Chris Evans (Islwyn) (Lab/Co-op)
I beg to move,
That this House has considered e-petitions 300528, 302855, 306494, 324762, and 552911, relating to university tuition fees.
It is a pleasure to serve under your chairmanship once again, Sir David. I want to thank Miriam Helmers, Sophie Quinn, Wiktoria Seroczynska, Maya Ostrowska and Georgia Henderson for creating the petitions, which have more than 980,000 signatures, collectively—a very significant number. In the order of the names I have given, the petitions are to “Require universities to reimburse students’ tuition fees during strike action”, to “Reimburse all students of this year’s fees due to strikes and COVID-19”, to “Refund university students for 3rd Semester Tuition 2020”, to “Require universities to partially refund tuition fees for 20/21 due to Covid-19” and to “Lower university tuition fees for students until online teaching ends”. Each petition differs slightly from the others, but a common thread runs through them, and that is the fact that hundreds of thousands of students are aggrieved because they have not received adequate value for money from the universities. I want to make it clear that, as the Committee has heard in evidence, university staff have gone to extraordinary lengths to provide teaching during the pandemic. To many petitioners, the fault lies at the door of the universities.

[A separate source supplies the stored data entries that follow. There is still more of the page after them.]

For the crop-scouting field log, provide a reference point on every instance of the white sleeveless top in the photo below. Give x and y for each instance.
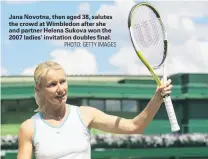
(71, 140)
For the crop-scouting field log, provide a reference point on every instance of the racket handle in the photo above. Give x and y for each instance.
(171, 114)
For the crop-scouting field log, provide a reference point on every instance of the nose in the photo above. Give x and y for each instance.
(60, 88)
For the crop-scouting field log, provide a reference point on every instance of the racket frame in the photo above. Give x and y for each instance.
(167, 99)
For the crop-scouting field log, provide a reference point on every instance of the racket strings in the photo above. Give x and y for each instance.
(149, 35)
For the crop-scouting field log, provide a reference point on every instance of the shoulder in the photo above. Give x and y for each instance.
(26, 129)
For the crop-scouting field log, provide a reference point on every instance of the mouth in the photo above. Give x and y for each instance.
(60, 96)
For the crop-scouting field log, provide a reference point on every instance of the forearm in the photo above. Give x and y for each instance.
(146, 116)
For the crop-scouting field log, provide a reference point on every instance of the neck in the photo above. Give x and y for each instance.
(57, 113)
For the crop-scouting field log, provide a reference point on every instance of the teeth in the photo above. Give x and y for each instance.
(60, 96)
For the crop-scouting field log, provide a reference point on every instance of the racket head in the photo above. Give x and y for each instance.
(148, 35)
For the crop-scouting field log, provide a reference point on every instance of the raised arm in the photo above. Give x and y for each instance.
(25, 140)
(118, 125)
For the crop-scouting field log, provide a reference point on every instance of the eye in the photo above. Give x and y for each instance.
(52, 84)
(62, 81)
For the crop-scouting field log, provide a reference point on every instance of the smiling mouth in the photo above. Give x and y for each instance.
(60, 96)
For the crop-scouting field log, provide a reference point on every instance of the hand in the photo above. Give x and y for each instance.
(164, 90)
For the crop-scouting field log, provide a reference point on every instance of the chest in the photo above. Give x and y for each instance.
(57, 143)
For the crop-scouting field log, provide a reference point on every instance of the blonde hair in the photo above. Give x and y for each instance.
(40, 71)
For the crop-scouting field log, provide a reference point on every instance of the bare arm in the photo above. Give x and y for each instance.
(25, 140)
(118, 125)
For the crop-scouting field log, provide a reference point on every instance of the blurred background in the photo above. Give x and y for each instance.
(113, 79)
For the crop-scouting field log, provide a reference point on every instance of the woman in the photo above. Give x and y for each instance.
(61, 131)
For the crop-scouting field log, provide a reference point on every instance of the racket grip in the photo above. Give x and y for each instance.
(171, 114)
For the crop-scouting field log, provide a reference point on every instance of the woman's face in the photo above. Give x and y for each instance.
(54, 87)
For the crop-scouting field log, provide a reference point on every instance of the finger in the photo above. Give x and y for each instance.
(168, 82)
(166, 93)
(168, 88)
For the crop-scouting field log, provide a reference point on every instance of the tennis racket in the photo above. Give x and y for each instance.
(149, 40)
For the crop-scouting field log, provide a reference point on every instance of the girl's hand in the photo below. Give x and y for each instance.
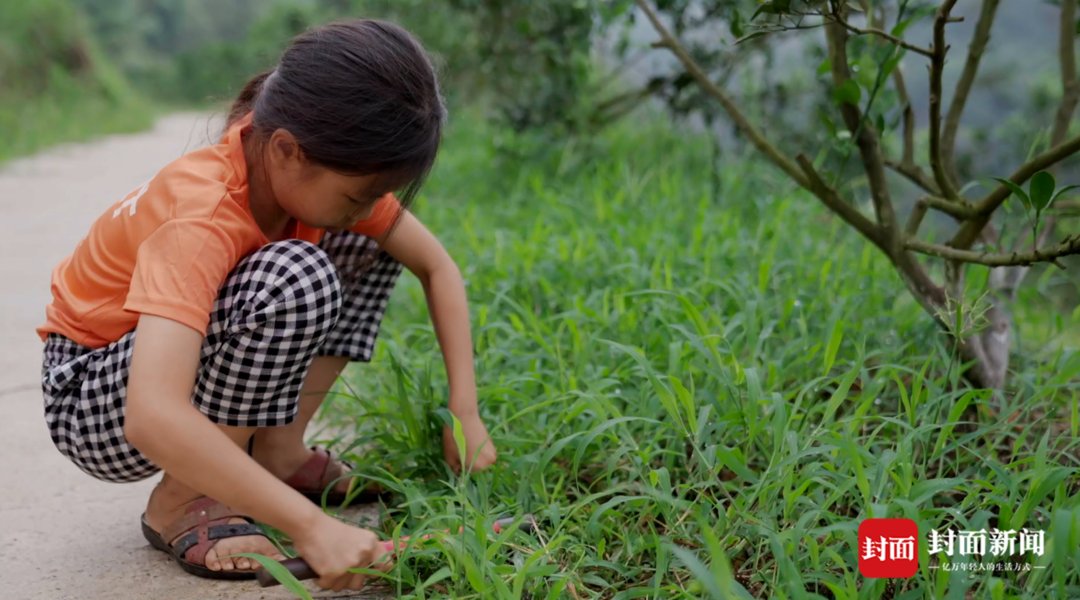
(480, 450)
(333, 547)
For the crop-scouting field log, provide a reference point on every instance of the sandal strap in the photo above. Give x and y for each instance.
(193, 546)
(200, 513)
(315, 474)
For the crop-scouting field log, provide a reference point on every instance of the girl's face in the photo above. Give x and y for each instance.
(313, 194)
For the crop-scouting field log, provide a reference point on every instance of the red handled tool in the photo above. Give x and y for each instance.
(301, 570)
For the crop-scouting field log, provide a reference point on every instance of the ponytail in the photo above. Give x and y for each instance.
(245, 100)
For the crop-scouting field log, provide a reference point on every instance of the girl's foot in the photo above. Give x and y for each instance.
(167, 506)
(310, 471)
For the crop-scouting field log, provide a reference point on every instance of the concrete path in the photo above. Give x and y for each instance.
(63, 533)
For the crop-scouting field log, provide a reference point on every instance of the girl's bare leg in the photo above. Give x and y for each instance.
(166, 503)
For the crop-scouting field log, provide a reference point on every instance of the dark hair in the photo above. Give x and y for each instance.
(360, 96)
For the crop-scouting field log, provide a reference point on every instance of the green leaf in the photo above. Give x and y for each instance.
(280, 573)
(834, 344)
(1015, 190)
(849, 93)
(459, 439)
(1042, 189)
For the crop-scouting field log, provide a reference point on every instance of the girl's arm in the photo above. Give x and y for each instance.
(162, 423)
(414, 246)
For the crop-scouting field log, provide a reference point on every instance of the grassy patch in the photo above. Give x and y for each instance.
(57, 86)
(699, 393)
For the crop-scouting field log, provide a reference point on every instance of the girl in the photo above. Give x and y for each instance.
(212, 309)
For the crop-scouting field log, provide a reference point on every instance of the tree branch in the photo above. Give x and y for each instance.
(984, 208)
(753, 133)
(905, 100)
(1069, 246)
(975, 49)
(872, 31)
(1070, 87)
(864, 135)
(936, 66)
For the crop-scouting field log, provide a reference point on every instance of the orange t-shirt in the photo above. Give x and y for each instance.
(166, 248)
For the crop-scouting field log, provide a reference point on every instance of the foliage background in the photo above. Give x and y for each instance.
(698, 380)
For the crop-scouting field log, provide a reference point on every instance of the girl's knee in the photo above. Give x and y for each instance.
(295, 274)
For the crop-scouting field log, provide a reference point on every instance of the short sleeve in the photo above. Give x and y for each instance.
(381, 219)
(178, 272)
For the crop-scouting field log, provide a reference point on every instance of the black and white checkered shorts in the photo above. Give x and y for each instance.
(280, 308)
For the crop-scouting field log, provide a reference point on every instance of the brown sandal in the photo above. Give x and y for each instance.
(313, 478)
(203, 523)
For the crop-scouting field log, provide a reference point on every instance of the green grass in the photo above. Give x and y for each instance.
(57, 86)
(698, 394)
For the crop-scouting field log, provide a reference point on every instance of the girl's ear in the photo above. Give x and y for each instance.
(284, 150)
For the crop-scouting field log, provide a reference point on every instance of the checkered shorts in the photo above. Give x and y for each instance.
(280, 308)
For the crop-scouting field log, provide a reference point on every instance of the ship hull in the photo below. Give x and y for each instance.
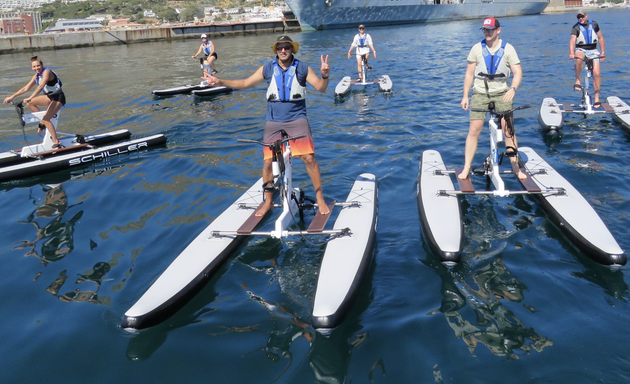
(332, 14)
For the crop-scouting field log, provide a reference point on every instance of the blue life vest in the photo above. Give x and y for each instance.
(284, 85)
(587, 35)
(362, 40)
(206, 48)
(53, 86)
(492, 61)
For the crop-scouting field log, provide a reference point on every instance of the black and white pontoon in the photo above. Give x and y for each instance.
(201, 89)
(344, 264)
(42, 158)
(564, 205)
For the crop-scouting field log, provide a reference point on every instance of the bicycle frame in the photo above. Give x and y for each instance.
(282, 170)
(492, 168)
(363, 69)
(288, 200)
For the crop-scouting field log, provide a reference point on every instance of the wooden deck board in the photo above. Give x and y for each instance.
(64, 149)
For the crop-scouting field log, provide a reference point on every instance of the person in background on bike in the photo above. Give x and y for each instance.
(53, 97)
(585, 35)
(363, 42)
(286, 110)
(209, 54)
(490, 64)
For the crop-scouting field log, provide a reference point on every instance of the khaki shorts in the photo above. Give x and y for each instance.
(302, 146)
(481, 100)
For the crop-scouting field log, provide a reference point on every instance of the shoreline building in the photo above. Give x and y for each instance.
(22, 23)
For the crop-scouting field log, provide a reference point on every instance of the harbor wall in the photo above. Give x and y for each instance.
(555, 6)
(67, 40)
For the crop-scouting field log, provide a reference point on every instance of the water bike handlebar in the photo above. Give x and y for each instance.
(586, 58)
(19, 108)
(279, 141)
(500, 113)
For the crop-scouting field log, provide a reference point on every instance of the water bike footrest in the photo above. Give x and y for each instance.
(548, 191)
(464, 184)
(269, 233)
(319, 221)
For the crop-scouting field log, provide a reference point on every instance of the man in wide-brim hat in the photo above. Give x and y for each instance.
(491, 63)
(286, 110)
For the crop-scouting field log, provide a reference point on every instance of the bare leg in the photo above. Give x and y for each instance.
(312, 167)
(578, 67)
(211, 60)
(267, 176)
(52, 110)
(510, 141)
(471, 146)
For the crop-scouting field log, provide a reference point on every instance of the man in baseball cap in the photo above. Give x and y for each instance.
(490, 64)
(490, 23)
(286, 111)
(585, 35)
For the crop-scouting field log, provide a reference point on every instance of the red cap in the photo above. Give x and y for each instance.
(490, 23)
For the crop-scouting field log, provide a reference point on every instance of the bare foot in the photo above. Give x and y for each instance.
(262, 211)
(463, 175)
(323, 207)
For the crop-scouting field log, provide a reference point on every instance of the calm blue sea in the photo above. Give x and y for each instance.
(78, 249)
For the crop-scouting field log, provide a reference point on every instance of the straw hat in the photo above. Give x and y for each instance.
(286, 39)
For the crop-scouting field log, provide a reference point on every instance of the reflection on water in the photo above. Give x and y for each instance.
(483, 282)
(56, 237)
(490, 323)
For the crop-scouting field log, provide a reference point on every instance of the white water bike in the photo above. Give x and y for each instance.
(75, 150)
(346, 83)
(344, 264)
(440, 210)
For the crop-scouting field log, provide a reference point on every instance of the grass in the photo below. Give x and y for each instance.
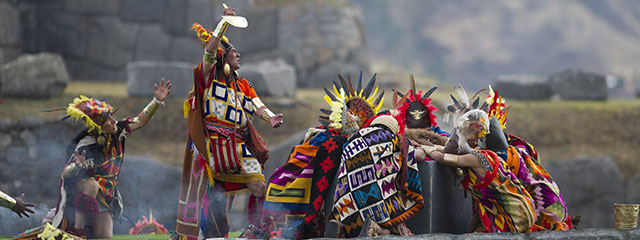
(559, 129)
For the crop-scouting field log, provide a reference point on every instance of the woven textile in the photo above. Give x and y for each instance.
(499, 199)
(522, 158)
(369, 184)
(296, 190)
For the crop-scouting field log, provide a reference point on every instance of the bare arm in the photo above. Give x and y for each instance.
(209, 58)
(211, 48)
(160, 93)
(261, 110)
(466, 160)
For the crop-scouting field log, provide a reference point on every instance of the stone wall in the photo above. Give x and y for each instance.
(98, 38)
(9, 32)
(32, 155)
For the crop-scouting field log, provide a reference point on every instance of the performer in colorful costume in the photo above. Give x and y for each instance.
(16, 205)
(416, 117)
(522, 158)
(217, 161)
(88, 193)
(378, 181)
(500, 201)
(297, 191)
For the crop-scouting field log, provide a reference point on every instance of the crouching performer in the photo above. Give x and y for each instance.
(378, 185)
(523, 160)
(88, 197)
(500, 201)
(299, 192)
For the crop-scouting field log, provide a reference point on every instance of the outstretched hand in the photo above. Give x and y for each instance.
(78, 158)
(276, 121)
(162, 91)
(22, 207)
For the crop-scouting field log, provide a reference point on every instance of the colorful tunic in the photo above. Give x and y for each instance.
(522, 160)
(296, 190)
(377, 179)
(103, 165)
(215, 153)
(499, 199)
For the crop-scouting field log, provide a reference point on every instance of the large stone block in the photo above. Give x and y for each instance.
(142, 75)
(579, 85)
(142, 10)
(64, 33)
(86, 70)
(9, 25)
(446, 209)
(10, 32)
(590, 186)
(111, 42)
(522, 87)
(152, 44)
(42, 75)
(320, 41)
(271, 77)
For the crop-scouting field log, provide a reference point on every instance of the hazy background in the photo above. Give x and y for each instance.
(115, 49)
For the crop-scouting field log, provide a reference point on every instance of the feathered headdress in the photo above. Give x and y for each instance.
(204, 35)
(497, 107)
(413, 97)
(468, 118)
(92, 112)
(360, 102)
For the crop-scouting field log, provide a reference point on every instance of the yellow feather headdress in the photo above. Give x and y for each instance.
(361, 102)
(92, 112)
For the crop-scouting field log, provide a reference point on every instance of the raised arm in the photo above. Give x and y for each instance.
(211, 49)
(454, 160)
(275, 120)
(160, 93)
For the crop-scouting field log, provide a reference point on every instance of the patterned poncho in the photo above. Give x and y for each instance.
(522, 159)
(499, 199)
(371, 181)
(296, 191)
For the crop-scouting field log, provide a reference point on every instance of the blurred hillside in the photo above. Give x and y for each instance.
(472, 42)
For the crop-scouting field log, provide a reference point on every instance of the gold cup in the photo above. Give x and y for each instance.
(626, 215)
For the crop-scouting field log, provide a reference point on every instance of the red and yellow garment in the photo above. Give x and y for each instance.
(499, 199)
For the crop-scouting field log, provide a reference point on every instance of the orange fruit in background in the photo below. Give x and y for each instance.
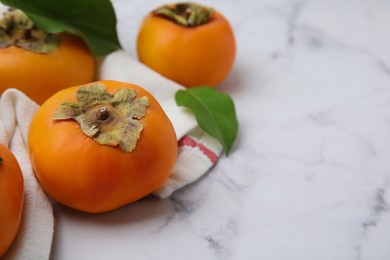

For the last 30 years, school leavers have been told repeatedly by Government and the media that a university degree is the best, if not the only, option to take them towards a fulfilling career. For many, gaining a place at university is the culmination of a lifelong dream. However, it comes at a cost. English universities can charge up to £9,250 a year in tuition fees. So if, for example, someone did a three-year course at £9,250 a year and got £6,378 a year for their maintenance loan they would graduate with £46,884 of debt, and that is before interest is added. By any stretch of the imagination that is a massive amount of money. We would think that if someone is investing that type of money, they deserve an adequate return on the investment, and that if they do not get it, they should be properly compensated. Students simply want value for money.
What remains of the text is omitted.